Wahlkampf in der Straßenbahn

Auch in Leningrad hat der Wahlkampf die Bevölkerung politisiert  ■  Von Michael Rediske

Leningrad (taz) - Der Kandidat besteigt die Straßenbahn. Plakate hat er mitgebracht, geziert mit seinem Foto und einem etwas lang geratenen Lebenslauf. Drei Haltestellen nimmt er sich Zeit, um sich an diesem Morgen, drei Tage vor der Abstimmung, einigen seiner verdutzten WählerInnen vorzustellen. Als er aussteigt, um in der Gegenrichtung auf Stimmenfang zu gehen, beginnt die Diskussion unter den Fahrgästen: die Inflation, das neue Wahlsystem, der umstrittene Bau eines Dammes, der die Leningrad vorgelagerte Bucht vor dem Tidenhub des Baltischen Meeres schützen soll und der erst einmal halbfertig liegengelassen wurde, weil schon jetzt das Dreckswasser der Fünf-Millionen-Stadt nicht mehr ablaufen kann und die Bucht total verseucht ist.

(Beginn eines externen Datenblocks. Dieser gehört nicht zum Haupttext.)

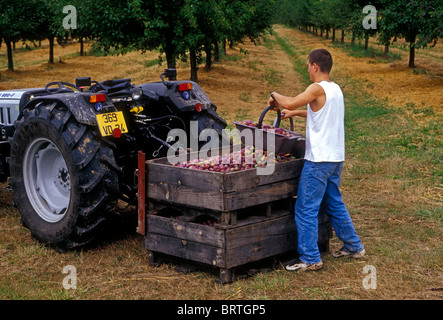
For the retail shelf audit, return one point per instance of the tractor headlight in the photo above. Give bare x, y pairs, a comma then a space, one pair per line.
137, 94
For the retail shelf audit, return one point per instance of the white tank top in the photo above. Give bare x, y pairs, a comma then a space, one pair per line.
325, 130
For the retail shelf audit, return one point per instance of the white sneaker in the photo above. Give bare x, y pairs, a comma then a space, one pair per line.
302, 266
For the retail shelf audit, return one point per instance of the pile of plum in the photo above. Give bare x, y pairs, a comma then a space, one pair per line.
267, 127
246, 158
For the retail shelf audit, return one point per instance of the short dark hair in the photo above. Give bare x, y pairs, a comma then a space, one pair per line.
322, 58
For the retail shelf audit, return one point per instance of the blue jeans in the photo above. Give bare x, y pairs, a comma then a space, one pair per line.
319, 182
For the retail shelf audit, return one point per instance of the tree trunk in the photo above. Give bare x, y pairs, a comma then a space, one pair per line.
9, 50
194, 68
386, 49
82, 47
170, 57
208, 52
412, 55
216, 52
51, 50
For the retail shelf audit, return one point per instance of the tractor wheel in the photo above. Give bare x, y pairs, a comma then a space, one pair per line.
64, 180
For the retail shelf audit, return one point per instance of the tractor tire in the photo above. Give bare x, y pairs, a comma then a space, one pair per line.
64, 178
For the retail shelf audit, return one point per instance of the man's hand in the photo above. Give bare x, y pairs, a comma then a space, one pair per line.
286, 113
273, 102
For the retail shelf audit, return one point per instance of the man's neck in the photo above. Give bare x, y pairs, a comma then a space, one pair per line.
321, 77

„Seid ihr für die Eindeichung? Seid ihr für die ökologische Zerstörung? Dann wählt Alexej Alexejewitsch!“ Wählerinitiative vor einer U-Bahn-Station - diesmal gegen den einzigen, in diesem Bezirk aufgestellten Kandidaten. In dieser Woche ist eine Initiativgruppe zu den Wahlen aktiv geworden, die von informellen Gruppen wie „Perestroika“, der Umweltgruppe „Delta“ und der antistalinistischen Gesellschaft „Memorial“ getragen wird. Nicolai Katurov, ein schnauzbärtiger Filmingenieur, ist durch die Glasnostwelle während der Diskussion um die Verfassungsreform politisiert worden und arbeitet jetzt bei „Memorial“ und in der WählerInneninitiative mit. „Früher haben meine Eltern für mich den Wahlschein ausgefüllt, jetzt - mit 30 Jahren - bin ich zum ersten Mal aktiv geworden.“

Von der Wahl selber versprechen sich die Memorial -Aktivisten wenig. Die beiden Kandidaten, die bei der Vorauswahl von informellen Gruppen vorgeschlagen wurden, sind abgeschmettert wurden. Warum? „Wir haben schlechte Propaganda gemacht, es sind immer noch viel zu wenig Leute von den informellen Gruppen, die da aktiv sind“, meint Tatiana Pritykina, die zur Leningrader Memorialleitung gehört und hauptberuflich für den (staatlichen) sowjetischen Kulturfonds arbeitet. Wie viele Leute sich denn in Leningrad an dem Prozeß der Kandidatenauswahl beteiligt haben? „Zehn Prozent - aber nicht der Wählerschaft, sondern zehn Prozent der Intellektuellen.“

Die Arbeiterklasse hat bei der Demokratisierung von unten mit Sicherheit nicht die Führung inne. Zum Beispiel Sergeij, ein 25jähriger Steinmetz: Er hat in seinem Stadtbezirk Newski, einem Riesen-Proletarierviertel mit den typischen vierstöckigen Leningrader Wohnblocks, nichts von den Wählerversammlungen mitbekommen, obwohl sie in den Zeitungen angekündigt wurden.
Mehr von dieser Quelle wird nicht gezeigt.